Cromarty vs Agreeable Gray
Cromarty is a Farrow & Ball color while Agreeable Gray comes from Sherwin-Williams. Both sit in the greige-grey family, which is useful context if you're narrowing within a single hue direction. With LRVs of 60 and 60, they'll behave almost identically in terms of how much light they reflect back into a room. They share a warm quality — useful to know if you're layering them in the same space. With a ΔE of 2.9, the difference is subtle — you'd need them side by side to reliably tell them apart. Below you'll find 7 real-room photo comparisons where both colors appear side by side, plus 5 simulated room previews.
Cromarty vs Agreeable Gray in Real Spaces
7 real rooms side by side. Cromarty and Agreeable Gray are close enough that the difference can be hard to judge from a chip alone — these photos show how each reads at scale, across different spaces and lighting conditions.
Living Room
Living rooms test a color across a full range of conditions — morning sun, afternoon shade, and evening lamp light all shift how both of these read. In photos like these you're seeing the difference at its most direct. In a finished room, the distinction is there but not dramatic.
Bedroom
Bedroom walls are often seen under warm artificial light, a context that shifts both colors from how they look on a chip.
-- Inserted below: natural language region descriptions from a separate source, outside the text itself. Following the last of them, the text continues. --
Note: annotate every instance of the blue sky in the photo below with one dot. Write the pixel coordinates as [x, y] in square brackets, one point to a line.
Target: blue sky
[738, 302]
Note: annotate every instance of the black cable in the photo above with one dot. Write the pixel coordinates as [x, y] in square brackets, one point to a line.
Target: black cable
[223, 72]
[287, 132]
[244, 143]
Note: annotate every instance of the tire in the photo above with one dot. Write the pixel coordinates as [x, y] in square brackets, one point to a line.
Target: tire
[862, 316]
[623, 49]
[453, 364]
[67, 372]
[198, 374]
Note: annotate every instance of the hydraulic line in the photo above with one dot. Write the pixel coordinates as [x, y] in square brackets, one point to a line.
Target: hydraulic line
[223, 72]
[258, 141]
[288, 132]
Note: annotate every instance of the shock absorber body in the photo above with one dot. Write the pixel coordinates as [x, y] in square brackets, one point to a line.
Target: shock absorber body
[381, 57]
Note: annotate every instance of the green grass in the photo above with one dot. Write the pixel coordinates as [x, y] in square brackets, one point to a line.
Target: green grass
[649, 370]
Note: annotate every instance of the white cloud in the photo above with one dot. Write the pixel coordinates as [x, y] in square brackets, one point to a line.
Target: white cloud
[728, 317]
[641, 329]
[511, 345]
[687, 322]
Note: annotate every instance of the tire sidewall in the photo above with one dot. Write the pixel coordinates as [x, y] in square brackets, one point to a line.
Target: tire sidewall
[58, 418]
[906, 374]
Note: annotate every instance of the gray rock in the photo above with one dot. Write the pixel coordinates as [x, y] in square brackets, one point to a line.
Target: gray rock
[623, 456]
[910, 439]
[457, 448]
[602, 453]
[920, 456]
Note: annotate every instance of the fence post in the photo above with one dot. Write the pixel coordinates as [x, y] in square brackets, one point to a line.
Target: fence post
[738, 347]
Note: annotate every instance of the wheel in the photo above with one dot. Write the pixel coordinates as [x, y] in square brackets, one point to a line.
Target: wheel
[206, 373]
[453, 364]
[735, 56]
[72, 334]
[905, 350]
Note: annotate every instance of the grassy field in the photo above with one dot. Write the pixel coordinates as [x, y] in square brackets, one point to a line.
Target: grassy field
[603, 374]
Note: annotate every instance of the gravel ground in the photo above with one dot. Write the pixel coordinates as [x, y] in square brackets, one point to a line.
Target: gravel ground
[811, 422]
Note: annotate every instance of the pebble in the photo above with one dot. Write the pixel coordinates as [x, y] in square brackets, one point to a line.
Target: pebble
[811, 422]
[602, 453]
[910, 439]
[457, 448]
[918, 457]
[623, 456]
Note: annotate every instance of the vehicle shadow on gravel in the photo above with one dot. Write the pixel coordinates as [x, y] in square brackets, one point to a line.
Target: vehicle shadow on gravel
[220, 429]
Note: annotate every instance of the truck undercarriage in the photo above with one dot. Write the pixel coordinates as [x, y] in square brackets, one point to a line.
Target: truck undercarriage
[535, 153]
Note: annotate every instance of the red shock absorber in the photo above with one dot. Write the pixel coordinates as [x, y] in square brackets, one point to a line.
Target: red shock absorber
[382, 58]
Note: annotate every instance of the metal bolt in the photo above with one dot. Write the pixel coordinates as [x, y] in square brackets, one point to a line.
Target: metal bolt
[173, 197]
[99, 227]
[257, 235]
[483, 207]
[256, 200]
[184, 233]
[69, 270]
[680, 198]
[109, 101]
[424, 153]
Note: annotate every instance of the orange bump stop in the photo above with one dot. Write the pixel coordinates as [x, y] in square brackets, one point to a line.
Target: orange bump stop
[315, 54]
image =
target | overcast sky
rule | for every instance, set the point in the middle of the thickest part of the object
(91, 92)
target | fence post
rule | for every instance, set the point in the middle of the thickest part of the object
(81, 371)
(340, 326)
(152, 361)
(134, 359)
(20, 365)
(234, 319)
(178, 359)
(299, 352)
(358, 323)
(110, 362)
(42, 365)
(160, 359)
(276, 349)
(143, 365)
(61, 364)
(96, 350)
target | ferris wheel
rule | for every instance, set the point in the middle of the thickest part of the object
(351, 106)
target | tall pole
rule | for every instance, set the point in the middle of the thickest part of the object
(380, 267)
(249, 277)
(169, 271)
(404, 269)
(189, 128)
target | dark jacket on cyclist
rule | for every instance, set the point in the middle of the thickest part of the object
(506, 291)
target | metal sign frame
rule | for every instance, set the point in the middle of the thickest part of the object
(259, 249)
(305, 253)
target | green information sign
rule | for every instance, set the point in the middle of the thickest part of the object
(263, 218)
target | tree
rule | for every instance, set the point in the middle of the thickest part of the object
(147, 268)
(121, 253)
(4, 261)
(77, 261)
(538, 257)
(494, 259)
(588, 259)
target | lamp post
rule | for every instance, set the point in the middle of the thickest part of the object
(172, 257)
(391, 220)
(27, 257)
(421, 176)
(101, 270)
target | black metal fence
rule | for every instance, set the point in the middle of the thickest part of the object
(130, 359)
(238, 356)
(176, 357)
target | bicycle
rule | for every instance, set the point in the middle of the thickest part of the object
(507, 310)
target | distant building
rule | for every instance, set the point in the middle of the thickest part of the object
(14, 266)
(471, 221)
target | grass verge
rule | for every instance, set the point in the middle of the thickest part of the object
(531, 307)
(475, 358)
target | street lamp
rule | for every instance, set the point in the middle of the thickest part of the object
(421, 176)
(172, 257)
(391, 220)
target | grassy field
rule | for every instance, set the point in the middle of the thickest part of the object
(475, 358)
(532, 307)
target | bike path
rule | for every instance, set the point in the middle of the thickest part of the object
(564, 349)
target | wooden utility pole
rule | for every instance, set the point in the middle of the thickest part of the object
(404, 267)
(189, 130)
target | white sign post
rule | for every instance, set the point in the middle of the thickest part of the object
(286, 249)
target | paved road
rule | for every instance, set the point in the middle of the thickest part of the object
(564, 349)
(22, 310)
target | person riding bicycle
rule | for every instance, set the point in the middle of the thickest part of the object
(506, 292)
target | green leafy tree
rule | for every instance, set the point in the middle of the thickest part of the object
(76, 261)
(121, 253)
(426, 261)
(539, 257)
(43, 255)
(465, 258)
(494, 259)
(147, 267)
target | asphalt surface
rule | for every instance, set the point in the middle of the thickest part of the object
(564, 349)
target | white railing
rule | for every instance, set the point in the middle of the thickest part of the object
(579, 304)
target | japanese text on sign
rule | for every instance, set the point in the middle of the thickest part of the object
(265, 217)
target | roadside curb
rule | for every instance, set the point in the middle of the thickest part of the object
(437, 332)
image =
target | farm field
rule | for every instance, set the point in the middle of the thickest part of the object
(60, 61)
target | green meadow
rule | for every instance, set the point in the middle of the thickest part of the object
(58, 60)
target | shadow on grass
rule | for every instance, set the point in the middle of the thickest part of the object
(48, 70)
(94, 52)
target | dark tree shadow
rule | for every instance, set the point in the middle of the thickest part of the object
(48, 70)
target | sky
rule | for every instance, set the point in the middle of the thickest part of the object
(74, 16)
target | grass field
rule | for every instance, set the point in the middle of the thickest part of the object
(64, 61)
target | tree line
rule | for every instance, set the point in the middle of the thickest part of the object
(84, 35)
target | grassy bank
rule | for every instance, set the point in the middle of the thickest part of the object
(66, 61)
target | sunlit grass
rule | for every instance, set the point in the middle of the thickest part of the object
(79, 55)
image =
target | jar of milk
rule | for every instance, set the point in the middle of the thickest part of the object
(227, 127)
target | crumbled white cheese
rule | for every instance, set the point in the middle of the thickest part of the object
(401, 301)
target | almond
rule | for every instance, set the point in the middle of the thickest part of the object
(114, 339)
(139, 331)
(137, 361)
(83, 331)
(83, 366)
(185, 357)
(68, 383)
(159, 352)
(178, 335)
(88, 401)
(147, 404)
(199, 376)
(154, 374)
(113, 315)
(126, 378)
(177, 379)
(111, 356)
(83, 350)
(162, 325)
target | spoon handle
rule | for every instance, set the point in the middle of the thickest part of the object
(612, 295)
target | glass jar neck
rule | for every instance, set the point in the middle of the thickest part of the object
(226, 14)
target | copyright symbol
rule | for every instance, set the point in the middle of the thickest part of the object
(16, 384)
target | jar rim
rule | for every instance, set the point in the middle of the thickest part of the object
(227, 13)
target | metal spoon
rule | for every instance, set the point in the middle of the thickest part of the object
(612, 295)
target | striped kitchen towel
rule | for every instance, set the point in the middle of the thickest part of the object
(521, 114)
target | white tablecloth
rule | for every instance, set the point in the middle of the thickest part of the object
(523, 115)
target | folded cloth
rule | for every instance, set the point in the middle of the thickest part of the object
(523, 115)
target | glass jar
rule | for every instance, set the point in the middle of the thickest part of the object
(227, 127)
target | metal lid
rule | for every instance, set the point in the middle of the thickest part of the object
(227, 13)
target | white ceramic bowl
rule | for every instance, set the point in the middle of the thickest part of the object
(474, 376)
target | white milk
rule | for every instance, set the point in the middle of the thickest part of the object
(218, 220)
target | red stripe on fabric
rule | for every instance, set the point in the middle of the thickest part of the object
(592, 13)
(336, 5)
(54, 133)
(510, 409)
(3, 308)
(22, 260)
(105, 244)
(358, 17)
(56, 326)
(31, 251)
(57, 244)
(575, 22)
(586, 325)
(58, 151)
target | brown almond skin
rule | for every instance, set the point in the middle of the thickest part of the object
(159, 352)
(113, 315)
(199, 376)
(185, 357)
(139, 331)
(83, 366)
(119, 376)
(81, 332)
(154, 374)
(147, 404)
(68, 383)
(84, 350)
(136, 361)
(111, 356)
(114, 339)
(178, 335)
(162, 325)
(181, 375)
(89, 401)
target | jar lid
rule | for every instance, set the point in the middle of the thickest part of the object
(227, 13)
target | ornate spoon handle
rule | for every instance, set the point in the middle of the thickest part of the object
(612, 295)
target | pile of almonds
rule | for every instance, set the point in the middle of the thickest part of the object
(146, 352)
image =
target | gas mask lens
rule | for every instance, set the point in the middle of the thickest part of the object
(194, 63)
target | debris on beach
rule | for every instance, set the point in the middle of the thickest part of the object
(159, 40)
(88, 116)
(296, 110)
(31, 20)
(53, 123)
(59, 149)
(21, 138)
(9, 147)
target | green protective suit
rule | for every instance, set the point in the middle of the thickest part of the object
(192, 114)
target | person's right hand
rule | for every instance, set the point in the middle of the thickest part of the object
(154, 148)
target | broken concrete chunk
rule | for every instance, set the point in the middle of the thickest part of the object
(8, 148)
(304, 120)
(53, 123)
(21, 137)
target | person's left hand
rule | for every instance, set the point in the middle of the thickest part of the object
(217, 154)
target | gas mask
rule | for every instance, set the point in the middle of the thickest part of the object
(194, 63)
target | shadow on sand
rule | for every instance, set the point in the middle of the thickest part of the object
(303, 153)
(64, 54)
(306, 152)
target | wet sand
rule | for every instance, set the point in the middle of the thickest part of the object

The two are close enough that the choice comes down to finer qualities — undertone, texture, what the color sits next to.
Dining Room
Dining room light is typically the warmest in the house, which shifts both colors toward the red end of the spectrum compared to daylight. At this scale the difference is subtle — you'd need them side by side, as shown here, to reliably tell them apart.
Bathroom
Bathrooms amplify color — the enclosed space and reflective surfaces make what reads subtle elsewhere feel more present here. The two are close enough that the choice comes down to finer qualities — undertone, texture, what the color sits next to.
Home Office
In a home office, wall color sits in your peripheral vision for hours at a time, so temperature and undertone matter more than you might expect. The two are close enough that the choice comes down to finer qualities — undertone, texture, what the color sits next to.
Front Door
Front doors are seen in isolation against the rest of the facade, which makes them a high-stakes surface where even subtle differences matter. In photos like these you're seeing the difference at its most direct. In a finished room, the distinction is there but not dramatic.
Kitchen Cabinets
On cabinetry, undertone and temperature become more pronounced against countertops and hardware. The two are close enough that the choice comes down to finer qualities — undertone, texture, what the color sits next to.
Color Details
Cromarty vs Agreeable Gray Simulated Comparison
5 simulated room previews — drag the slider on each to see Cromarty on one side and Agreeable Gray on the other.
Digital color is approximate. These simulations are generated from the manufacturer's hex values and overlaid on grayscale room photos — your screen's calibration, brightness, and viewing angle all affect how they render. Before committing to either color, test physical samples in your own space under the light you actually live with.
More Cromarty comparisons
See how Cromarty stacks up against other well-photographed colors across different brands and tones.